Monday, July 12, 2010



Another beat-up from the Herald

The Herald reports this morning that some list MPs are not maintaining electorate offices:

Seven list MPs are receiving almost $41,000 each a year to run offices in their local communities but choose not to, prompting a warning from Parliament's financial watchdog the funding may be reviewed if others follow suit.
From this, you'd think that our MPs were on to another rort, misappropriating money intended for their electorate offices for porn and champagne. But you'd be wrong. The Herald, whether deliberately or simply due to poor research and lazy reporting, is conflating MP's support entitlements with their electorate office entitlements.

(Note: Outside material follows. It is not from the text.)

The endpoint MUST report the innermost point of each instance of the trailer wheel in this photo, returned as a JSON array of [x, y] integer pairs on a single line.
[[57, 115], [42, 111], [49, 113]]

Those entitlements are laid out in the Directions and Specifications for Services and Funding Entitlements for the House of Representatives, its Members, Former Members, and Certain Electoral Candidates 2008 [PDF], and it is clear from that that they are quite separate. MPs are entitled to:

  • $40,932 (for list MPs) in "individual member's support funding" for "discharging their responsibilities as legislators and elected representatives" i.e. things like policy development, communications and advertising (s4.7, 4.12). It may not be spent for "anything that is not for a parliamentary purpose". This is the budget which all those electorate newsletters, posted surveys, mail drops, newspaper ads, etc come from, and its basically there so MPs can tell us what they're doing and ask us what they should do. It is not dependent in any way on having an office.
  • the services of 1 (for a list MP) full-time equivalent staff member as out-of-Parliament support staff (s4.15), plus temp-coverage for sick leave and annual leave for same. This is to allow MPs to have an electorate office and serve their local communities by acting as an interface with central government (something our MPs do particularly well). Staff are employees of the parliamentary Service, and MPs who don't hire staff don't get to pocket the money.
  • a full-time executive assistant in their parliamentary office, to answer the phones and do the paperwork. Again, these are employees of the Parliamentary Service, and MPs who answer their own phones don't get to pocket the money.
  • Rent for an electorate office, plus fixtures and fittings (s5.18). Again, MPs who don't retain offices don't get to pocket the money.
Its pretty clear from this that the Herald's opening statement, that MPs receive $41,000 each year "to run offices in their local communities" is just flat out wrong. MPs who aren't setting up electorate offices may be stupid - but they're not rorting us. If anything, they're saving us money, though at the cost of shortchanging us on the democratic services we expect them to provide. And that's the real story here - not that these seven list MPs are rorting us, but that they're not doing their job. The Herald should name and shame them, so we can vote accordingly.